= Nawojka =

15th-century Polish female student

Nawojka (pronounced: ; 14th or 15th century) was a medieval Polish woman who purportedly dressed as a boy in order to study at the University of Kraków in the 15th century. She is said to have later become a nun and is considered the first female student and teacher in Poland.

==Overview==
The story of Nawojka was first told by the abbot Martin of Leibitz (d. 1464) in Vienna around 1429. Several versions of the legend exist.

One account states that she was the daughter of a teacher at a church school in Gniezno, educated by her father, who resolved that she continue her studies by any means necessary. Another version claims she was an orphaned girl who inherited a fortune. Yet another account ("this claim is as well documented as any other") places her origin in Dobrzyń nad Wisłą.

Regardless, disguised as a boy, she enrolled at the University of Kraków under the name Andrzej (or Jakub, according to some versions). At the time, women were forbidden from attending universities.

==Discovery==
Nawojka successfully deceived everyone and studied for two years, gaining recognition as a serious student and scholar.

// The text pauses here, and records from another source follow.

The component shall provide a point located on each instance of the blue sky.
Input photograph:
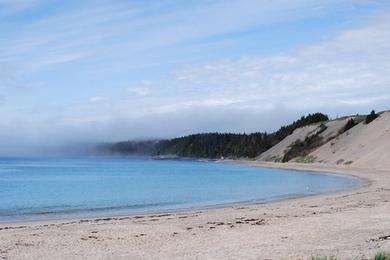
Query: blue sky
(111, 70)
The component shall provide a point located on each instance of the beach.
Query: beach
(347, 224)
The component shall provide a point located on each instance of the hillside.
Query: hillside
(212, 145)
(364, 145)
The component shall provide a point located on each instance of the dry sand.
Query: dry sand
(347, 224)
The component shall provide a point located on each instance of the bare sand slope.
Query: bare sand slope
(348, 224)
(364, 146)
(277, 152)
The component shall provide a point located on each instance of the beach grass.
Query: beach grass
(378, 256)
(382, 256)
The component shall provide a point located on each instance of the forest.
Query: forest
(212, 145)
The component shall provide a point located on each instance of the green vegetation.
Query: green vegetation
(214, 145)
(306, 159)
(371, 117)
(378, 256)
(305, 147)
(382, 256)
(350, 123)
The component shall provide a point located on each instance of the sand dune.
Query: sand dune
(364, 146)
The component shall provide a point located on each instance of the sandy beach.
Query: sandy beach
(346, 224)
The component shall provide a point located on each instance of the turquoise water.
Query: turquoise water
(33, 189)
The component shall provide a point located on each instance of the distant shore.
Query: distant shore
(347, 224)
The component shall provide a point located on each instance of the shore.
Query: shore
(347, 224)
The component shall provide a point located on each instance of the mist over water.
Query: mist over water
(52, 188)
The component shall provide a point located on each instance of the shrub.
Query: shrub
(371, 117)
(350, 123)
(382, 256)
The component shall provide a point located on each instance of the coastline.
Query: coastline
(115, 214)
(347, 223)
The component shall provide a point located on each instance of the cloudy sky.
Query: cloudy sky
(90, 71)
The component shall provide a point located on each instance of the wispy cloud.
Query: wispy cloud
(118, 70)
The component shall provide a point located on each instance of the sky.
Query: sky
(101, 71)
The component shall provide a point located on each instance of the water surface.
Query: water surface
(32, 189)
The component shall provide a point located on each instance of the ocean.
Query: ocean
(40, 189)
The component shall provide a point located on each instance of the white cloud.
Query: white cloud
(351, 66)
(97, 99)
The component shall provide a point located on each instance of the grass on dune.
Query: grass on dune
(378, 256)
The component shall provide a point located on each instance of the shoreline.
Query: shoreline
(362, 182)
(346, 224)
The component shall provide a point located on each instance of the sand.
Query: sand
(347, 224)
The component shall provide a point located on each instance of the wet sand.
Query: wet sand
(347, 224)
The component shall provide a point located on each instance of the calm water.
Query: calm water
(42, 189)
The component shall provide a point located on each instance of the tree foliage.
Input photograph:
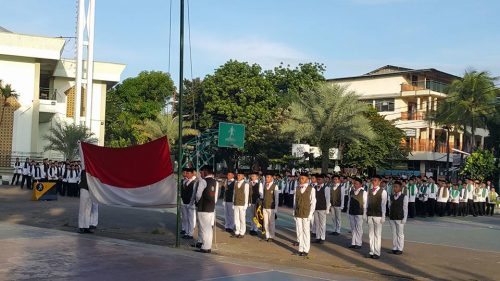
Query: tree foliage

According to a possible later addition to the story, she was offered a job as a domestic assistant to one of the professors but declined because servants were expected to accompany their masters to the public bath.

One day, her true gender was revealed. Again, accounts vary: one version says that two soldiers wagered that the student was a woman and exposed her; another claims that a son of a wójt from Gniezno, who had joined the school, discovered her secret; a third states that she fell ill, and a doctor learned the truth during an examination.

When brought before the authorities to explain her disguise, she reportedly answered: "For the will of learning". Interrogations of her fellow students and professors revealed no accusations of immoral conduct, and her academic record was excellent. Although she was not convicted of any crime, the judges were unwilling to acquit her entirely. According to Martin of Leibitz, she requested to be taken to a convent, where she took her vows, became a teacher and leader of the convent school, and eventually the abbess.

The veracity of this story is debated, but some historians suggest that if true, her time at the university would have been around 1407–1409.

==Legacy==
The Jagiellonian University did not allow women to study until 1897 or to hold academic positions until 1906. The university's first women's dormitory, opened in 1936, was named after Nawojka. A street in Kraków is also named in her honor.